Thursday, August 02, 2012

Mark Goldstein, Form of Forms

I began this book in the fall of 2002. Initially, it was entitled From Shore to Shore. And it was so named when I traveled to Sage Hill in the summer of 2005 to work on the manuscript with Nicole Brossard, who gave me the courage to continue writing it. Winter of 2006, I workshopped the text in Toronto with Betsy Warland who taught me how to breathe the line. From 2009 until pre-publication in 2012, I shared it with my generous and supportive editors, Phil Hall, Jaclyn Piudik and Nick Drumbolis. And so this book became Form of Forms. (“Acknowledgements”)

I’m intrigued by what Toronto writer and designer Mark Goldstein says he learned by Vancouver writer Betsy Warland in the acknowledgements of his third trade poetry collection, Form of Forms (Toronto ON: BookThug, 2012): “who taught me how to breathe the line.” The long poem/book Form of Forms has a generous amount of breath-space, something that few Canadian poets really understand how to use properly, but for notable exceptions such as Warland, Sylvia Legris and the late bpNichol. Such an amount of space to breathe in a poem is a rare quantity, and Goldstein’s poem understands not only breath, but the space required to hold and release that same breath.

            there is
            a yearning

                        for that which is

                        a feeling

Stretching out into poem-sections—“Creation,” “Preservation,” “Destruction” and “Quiescence”—Goldstein’s Form of Forms is highly charged, and the poem composes its own breakdown before attempting to re-assemble, through both form and content. Mark Goldstein, we learn, is adopted, and attempting to reconcile exactly what that might mean for who he is, who he was, and possibly, who he might have been. There are directions pointed to of attempts to learn, many of which are thwarted through various agencies, or provide simply not enough information, or the answers he may have been seeking. Dislocation: the entire collection/poem is built upon it. The topic of adoption, being the child of adoption and seeking out that empty space is certainly an emotionally-loaded one, but the work itself is understated, responding and recording, even sketching out a kind of calm.

start with a lie

“adoption is


    (it goes without

a sequence of telling
the simple

may believe      everyone


This is Goldstein’s third trade poetry collection, after the volume After Rilke (BookThug, 2008) and Tracelanguage: A Shared Breath (Toronto ON: BookThug, 2010), and Form of Forms merely reconfirms Goldstein as a poet of book-length projects. Composing his first trade collection through the lens of Jack Spicer and Rilke, and his second through the lens of Paul Celan’s Atemwende, both collections are thematically built, and move through the work of other poets, both removing the author, and centring the author through a particular kind of camouflage. In Form of Forms, Goldstein has composed a poem through the lens of his own doubling, writing against that as-yet-undiscovered part of himself, making it difficult to hide, but easy enough to distract, or even self-create. There’s a passage by Jeanette Winterson I seem to be quoting endlessly lately that seems to apply here as well:

Adopted children are self-invented because we have to be; there is an absence, a void, a question mark at the very beginning of our lives. A crucial part of our story is gone, and violently, like a bomb in the womb.

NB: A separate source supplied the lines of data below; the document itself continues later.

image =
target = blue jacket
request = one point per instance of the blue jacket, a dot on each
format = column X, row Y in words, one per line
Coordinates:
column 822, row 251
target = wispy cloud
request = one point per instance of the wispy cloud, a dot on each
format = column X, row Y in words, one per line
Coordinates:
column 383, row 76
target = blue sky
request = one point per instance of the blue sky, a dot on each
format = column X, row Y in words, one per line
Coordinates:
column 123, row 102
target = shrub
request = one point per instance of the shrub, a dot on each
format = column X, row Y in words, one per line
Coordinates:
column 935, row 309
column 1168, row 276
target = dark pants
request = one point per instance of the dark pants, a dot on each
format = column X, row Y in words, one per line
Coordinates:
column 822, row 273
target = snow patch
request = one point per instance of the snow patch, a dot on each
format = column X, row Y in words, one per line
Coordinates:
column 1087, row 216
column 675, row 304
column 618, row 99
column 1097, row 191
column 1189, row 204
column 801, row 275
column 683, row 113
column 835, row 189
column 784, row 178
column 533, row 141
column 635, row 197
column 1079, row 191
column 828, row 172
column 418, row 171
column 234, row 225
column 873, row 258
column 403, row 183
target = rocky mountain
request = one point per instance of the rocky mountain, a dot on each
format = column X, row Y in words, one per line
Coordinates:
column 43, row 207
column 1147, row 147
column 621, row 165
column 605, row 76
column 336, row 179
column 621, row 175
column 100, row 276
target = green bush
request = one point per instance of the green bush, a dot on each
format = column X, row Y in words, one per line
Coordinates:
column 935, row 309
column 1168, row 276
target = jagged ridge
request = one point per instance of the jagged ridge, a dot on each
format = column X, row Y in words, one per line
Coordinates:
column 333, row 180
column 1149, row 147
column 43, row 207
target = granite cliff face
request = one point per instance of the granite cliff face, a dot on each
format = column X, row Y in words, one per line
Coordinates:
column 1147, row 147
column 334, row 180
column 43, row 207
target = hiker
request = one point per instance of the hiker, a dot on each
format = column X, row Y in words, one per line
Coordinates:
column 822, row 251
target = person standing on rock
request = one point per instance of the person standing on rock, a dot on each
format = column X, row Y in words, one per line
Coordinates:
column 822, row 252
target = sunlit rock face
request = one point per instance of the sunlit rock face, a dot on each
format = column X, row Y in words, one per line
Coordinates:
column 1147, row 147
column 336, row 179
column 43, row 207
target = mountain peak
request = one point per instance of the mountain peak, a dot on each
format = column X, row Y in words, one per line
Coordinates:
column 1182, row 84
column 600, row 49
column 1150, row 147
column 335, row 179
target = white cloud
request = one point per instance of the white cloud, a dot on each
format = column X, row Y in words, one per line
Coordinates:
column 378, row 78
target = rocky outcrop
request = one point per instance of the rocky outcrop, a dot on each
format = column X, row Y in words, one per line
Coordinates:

It’s almost as though he has been moving further towards a comfort with a particular kind of grounding through being groundless. As Goldstein wrote in the acknowledgments of Tracelanguage: A Shared Breath: “One would like to feign accuracy where there is none […]. In exhausting this hope, we need no longer circle the poem seeking rest having accepted its groundlessness.” Form of Forms struggles with the narrator’s sense of self (can we presume the narrator and the author share word for word all?) but ends up creating that self through the process. This is Goldstein not only composing his Form of Forms but as a reformation, after too many questions have not yet been answered. In the end, for both poem and the sense of the narrator’s self, structure must come from within, the most heartbreaking and uplifting conclusion Mark Goldstein’s Form of Form knows only too well.